Introduction

The study of human affective behaviour requires capturing emotion expressions in diverse, naturalistic environments (in the wild) from different modalities, such as video, audio and text. Currently, there is a number of commercial and open-source tools which analyse human emotions in video, audio and text. However, none of these tools is currently capable of combining state-of-the-art, open-source, and free solutions into one single workflow. For this reason, we developed the Multimodal Emotion eXpression Capture Amsterdam (MEXCA) pipeline.

mexca is an easy-to-use, customizable Python package implementing the MEXCA pipeline. It is designed for extracting emotion expression features from faces, voices, and speech text in videos.

Note

mexca does not capture experienced emotions, such as “happy” or “sad”, but emotion expressions. Thus, it does not allow users to make direct inferences about the internal emotional states of persons shown in videos. Instead, mexca is intended to study which emotions humans express (more or less intenionally) to the outside world.

The package contains five components that can be used to build the MEXCA pipeline:

FaceExtractor: Detects faces, encodes them into an embedding space, clusters the embeddings to link reoccuring faces, and extracts facial landmarks and action units.
SpeakerIdentifier: Performs speaker diarization, that is, detects speech and speech segments, encodes speakers into an embedding space, and clusters the embeddings. Attempts to answer the question: “Who speaks when?”.
VoiceExtractor: Extracts voice features, such as pitch, associated with emotion expressions.
AudioTranscriber: Transcribes detected speech segments to text.
SentimentExtractor: Predicts sentiment scores for the transcribed text.

Note that these compents can include several of the building blocks in the pipeline as depicted above. For details on the workflow and the pipeline components, see the Features section.

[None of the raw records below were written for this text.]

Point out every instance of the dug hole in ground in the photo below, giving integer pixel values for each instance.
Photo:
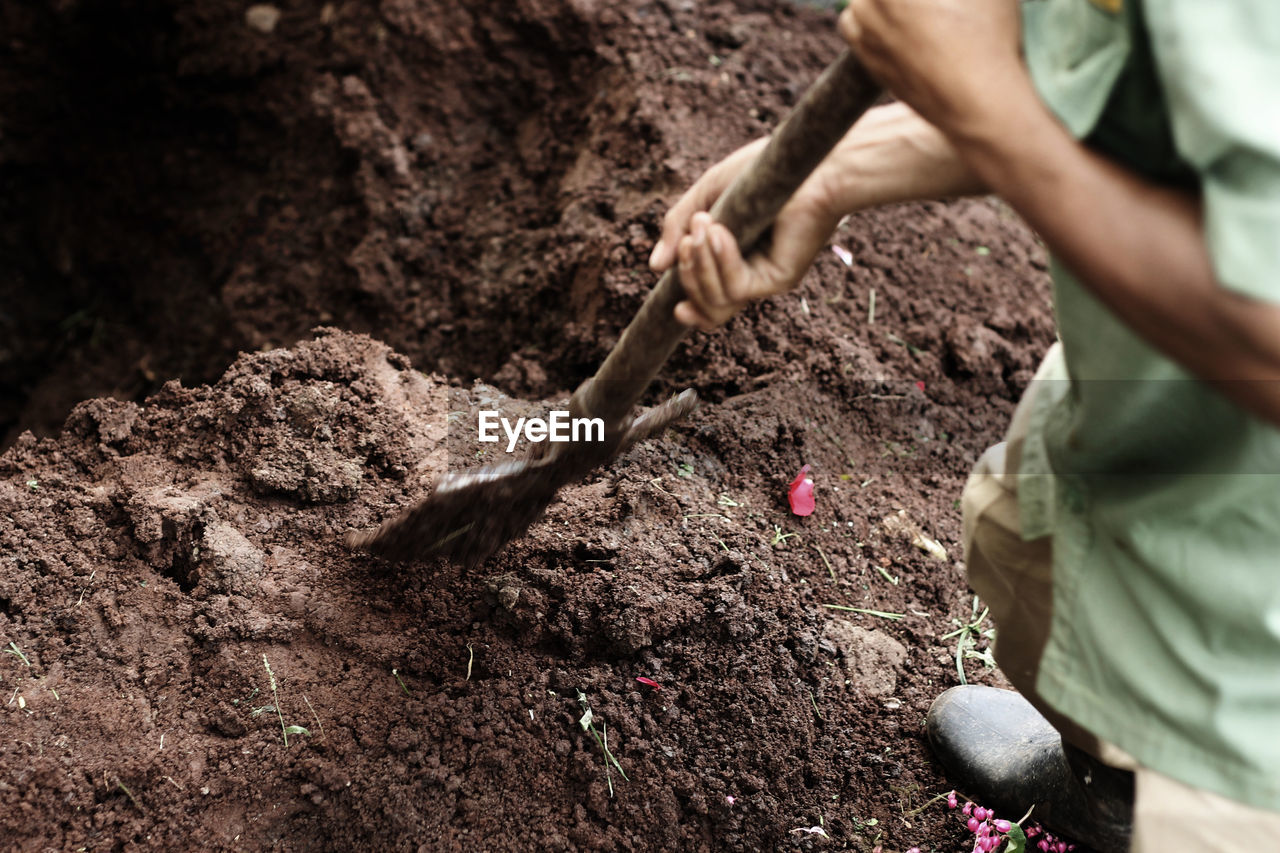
(402, 213)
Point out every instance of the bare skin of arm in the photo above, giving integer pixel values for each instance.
(1139, 247)
(890, 155)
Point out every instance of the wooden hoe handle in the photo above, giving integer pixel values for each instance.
(748, 209)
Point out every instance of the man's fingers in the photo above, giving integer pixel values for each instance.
(700, 196)
(676, 223)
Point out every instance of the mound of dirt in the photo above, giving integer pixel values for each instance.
(478, 187)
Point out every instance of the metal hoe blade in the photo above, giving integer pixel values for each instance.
(470, 515)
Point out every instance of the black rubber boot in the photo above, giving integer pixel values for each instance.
(999, 751)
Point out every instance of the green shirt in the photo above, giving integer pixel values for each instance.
(1162, 497)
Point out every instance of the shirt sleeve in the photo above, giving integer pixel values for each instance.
(1219, 64)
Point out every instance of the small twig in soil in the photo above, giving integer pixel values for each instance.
(316, 716)
(13, 649)
(284, 729)
(826, 562)
(814, 703)
(588, 724)
(403, 687)
(869, 612)
(927, 803)
(91, 575)
(968, 637)
(778, 537)
(129, 794)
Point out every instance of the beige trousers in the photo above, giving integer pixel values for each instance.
(1014, 579)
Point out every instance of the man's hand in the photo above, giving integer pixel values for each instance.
(890, 155)
(950, 59)
(716, 277)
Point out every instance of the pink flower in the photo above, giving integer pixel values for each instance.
(800, 493)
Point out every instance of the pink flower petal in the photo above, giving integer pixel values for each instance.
(800, 493)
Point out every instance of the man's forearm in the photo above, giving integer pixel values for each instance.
(1139, 247)
(894, 155)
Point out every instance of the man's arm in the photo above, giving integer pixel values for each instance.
(890, 155)
(1139, 247)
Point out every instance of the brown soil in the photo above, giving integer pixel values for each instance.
(476, 187)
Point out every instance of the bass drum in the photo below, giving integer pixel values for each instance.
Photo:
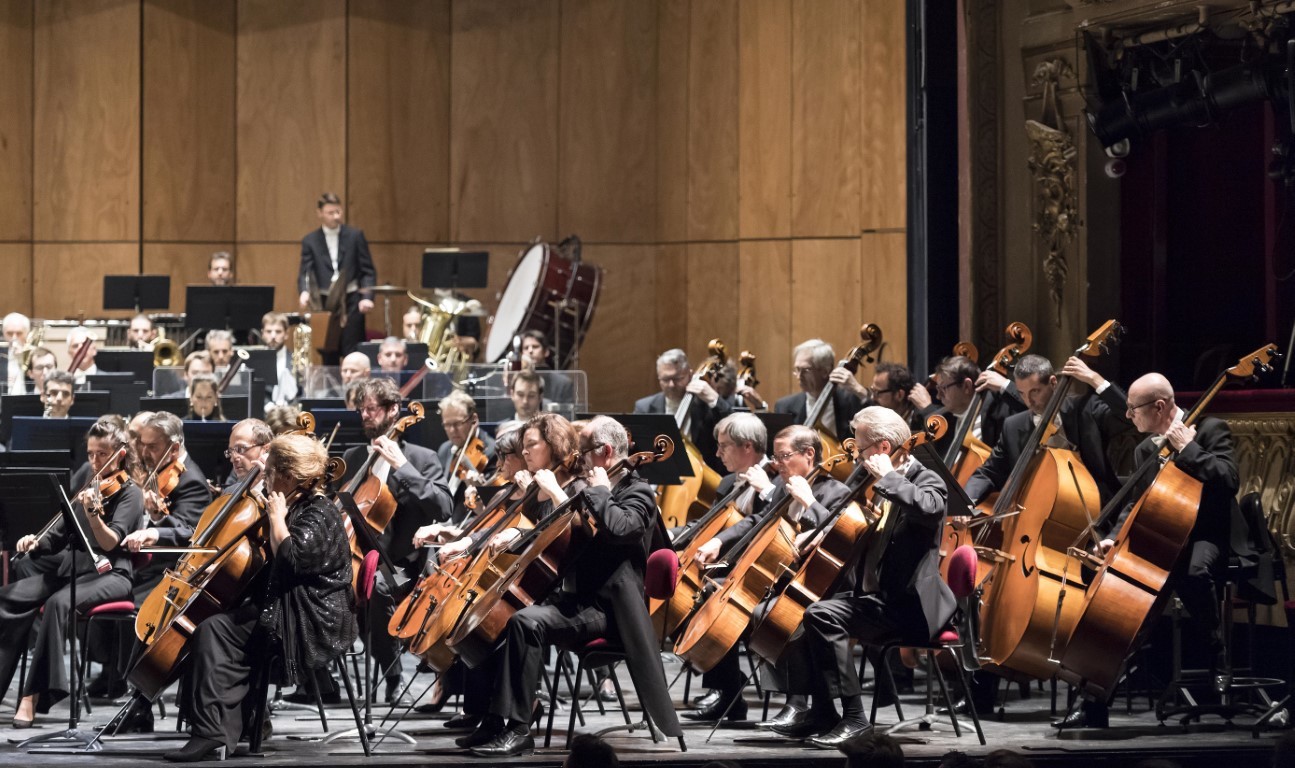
(543, 277)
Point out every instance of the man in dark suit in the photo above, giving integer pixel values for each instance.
(812, 364)
(336, 263)
(707, 408)
(602, 595)
(894, 591)
(1088, 422)
(417, 482)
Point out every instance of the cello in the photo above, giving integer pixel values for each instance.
(762, 557)
(1127, 588)
(1048, 503)
(870, 334)
(817, 566)
(696, 494)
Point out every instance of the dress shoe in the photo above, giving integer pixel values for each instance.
(509, 744)
(838, 736)
(464, 722)
(804, 724)
(720, 707)
(785, 715)
(198, 749)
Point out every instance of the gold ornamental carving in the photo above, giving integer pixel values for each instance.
(1053, 165)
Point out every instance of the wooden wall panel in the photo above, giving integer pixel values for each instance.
(764, 314)
(16, 42)
(672, 62)
(608, 187)
(712, 121)
(504, 117)
(292, 114)
(825, 293)
(882, 148)
(825, 122)
(87, 121)
(185, 263)
(64, 285)
(188, 121)
(619, 352)
(398, 101)
(764, 99)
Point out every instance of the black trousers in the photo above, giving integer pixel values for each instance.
(21, 602)
(526, 637)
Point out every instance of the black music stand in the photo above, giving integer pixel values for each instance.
(136, 292)
(453, 268)
(233, 307)
(78, 542)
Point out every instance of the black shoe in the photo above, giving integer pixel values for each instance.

The modularity of mexca allows users to customize their pipeline and easily add new components (e.g., to use more recent pretrained models).

Intended Use

To get started and for prototyping, we recommend using the container components in mexca (see Getting Started and Docker). For longer real-world applications, we recommend the full installation of mexca (pip install mexca[all]) and running the pipeline with GPU support to accelerate processing (see Running mexca on a GPU).

We strongly suggest to apply mexca only to videos of public persons or persons that have given explicit consent to analysis of their emotion expressions. We strongly discourage the use of mexca on private videos or for surveillance purposes. The main intended use case for mexca is (open) research.

Licensing

This software is being developed by the Netherlands eScience Center in collaboration with the Hot Politics Lab, at the University of Amsterdam. Code and data are licensed under the Apache License, version 2.0. This means that Mexca can be used, modified and redistributed for free, even for commercial purposes.